Efficacy of HPN. We can observe additional benefit of our HPN over hyperNet-aug (e.g., abnormal pancreas: 85.87% to 86.65%, PDAC mass: 61.69% to 63.94%, pancreatic duct: 54.07% to 56.77%, 3D-ResDSN). Overall, HPN observes an evident improvement compared with HyperNet, i.e., abnormal pancreas: 85.79% to 86.65%, PDAC mass: 61.69% to 63.94%, pancreatic duct: 54.07% to 56.77% (3D-ResDSN). The p-values for testing significant difference between hyperNet and our HPN of all 3 targets are \(p < 0.0001\), which suggests a general statistical improvement. We also show two qualitative examples in Fig. 3, where HPN shows much better segmentation accuracy especially for PDAC mass.

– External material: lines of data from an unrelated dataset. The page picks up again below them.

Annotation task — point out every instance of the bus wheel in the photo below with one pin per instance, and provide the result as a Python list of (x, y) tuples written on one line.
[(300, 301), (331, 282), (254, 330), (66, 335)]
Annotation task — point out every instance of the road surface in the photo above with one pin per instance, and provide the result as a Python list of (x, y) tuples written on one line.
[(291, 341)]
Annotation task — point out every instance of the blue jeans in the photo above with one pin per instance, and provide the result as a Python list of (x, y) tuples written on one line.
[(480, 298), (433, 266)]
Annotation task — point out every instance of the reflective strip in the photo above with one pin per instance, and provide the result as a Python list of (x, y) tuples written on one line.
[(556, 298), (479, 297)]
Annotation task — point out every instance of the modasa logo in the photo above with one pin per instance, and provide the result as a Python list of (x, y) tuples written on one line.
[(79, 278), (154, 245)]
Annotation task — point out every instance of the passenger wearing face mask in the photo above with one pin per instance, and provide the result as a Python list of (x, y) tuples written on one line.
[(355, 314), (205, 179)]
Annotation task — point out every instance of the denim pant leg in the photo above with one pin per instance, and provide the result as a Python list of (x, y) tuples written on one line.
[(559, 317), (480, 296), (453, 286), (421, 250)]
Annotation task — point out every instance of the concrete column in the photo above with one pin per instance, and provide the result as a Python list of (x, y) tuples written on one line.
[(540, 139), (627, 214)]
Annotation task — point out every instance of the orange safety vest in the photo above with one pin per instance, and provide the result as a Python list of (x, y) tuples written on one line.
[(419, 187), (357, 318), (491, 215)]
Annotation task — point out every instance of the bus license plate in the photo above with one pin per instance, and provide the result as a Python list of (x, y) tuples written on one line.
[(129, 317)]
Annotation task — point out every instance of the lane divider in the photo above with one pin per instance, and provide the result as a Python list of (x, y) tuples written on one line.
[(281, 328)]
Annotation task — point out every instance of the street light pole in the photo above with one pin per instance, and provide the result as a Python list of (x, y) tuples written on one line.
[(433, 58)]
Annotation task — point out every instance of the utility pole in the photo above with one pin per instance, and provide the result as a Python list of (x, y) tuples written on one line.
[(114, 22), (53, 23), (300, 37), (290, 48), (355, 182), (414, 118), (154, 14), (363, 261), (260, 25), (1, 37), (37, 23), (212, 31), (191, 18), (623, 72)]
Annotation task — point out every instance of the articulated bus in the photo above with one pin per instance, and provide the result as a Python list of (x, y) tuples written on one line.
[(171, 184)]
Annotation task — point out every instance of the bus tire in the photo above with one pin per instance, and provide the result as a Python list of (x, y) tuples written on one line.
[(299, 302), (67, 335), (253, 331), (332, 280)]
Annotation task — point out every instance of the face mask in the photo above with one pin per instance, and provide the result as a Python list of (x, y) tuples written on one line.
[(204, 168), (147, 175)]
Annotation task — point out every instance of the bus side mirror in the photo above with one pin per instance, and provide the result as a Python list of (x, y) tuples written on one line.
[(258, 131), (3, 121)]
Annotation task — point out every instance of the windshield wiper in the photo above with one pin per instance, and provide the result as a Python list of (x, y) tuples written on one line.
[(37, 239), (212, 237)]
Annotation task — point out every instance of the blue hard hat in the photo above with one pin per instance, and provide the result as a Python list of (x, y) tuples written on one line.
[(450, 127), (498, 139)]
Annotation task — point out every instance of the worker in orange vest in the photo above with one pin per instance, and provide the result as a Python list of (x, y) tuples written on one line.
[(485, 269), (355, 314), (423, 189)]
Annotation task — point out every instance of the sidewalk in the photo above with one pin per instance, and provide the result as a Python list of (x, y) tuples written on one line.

Another noteworthy fact is that 11/239 cases are false negatives which failed to detect any PDAC mass using either phase (Dice = 0%). Out of these 11 cases, 7 cases are successfully detected by HPN. An example is shown in Fig. 4—the PDAC mass is missing from both single phases and almost missing in the original HyperNet (DSC = 0.27%), but our HPN can detect a reasonable portion of the PDAC mass (DSC = 61.5%).

The deformable registration error by computing pancreas surface distances between two phases is \(1.01\pm 0.52\) mm (mean ± standard deviations) which can be considered as acceptable for this study. However, the effects between different alignments can be described as a further study.

4 Conclusions

Motivated by the fact that radiologists usually rely on analyzing multi-phase data for better image interpretations, we develop an end-to-end framework, HPN, for multi-phase image segmentation. Specifically, HPN consists of a dual path network where different paths are connected for multi-phase information exchange, and an additional loss is added for removing view divergence. Extensive experiment results demonstrate that the proposed HPN can substantially and significantly improve the segmentation performance, i.e., HPN reports an improvement up to 7.73% in terms of DSC compared to prior arts which use single phase data. In the future, we plan to examine the behaviour of HPN when using different alignment strategies and try to extend the current approach to other multi-phase learning problems.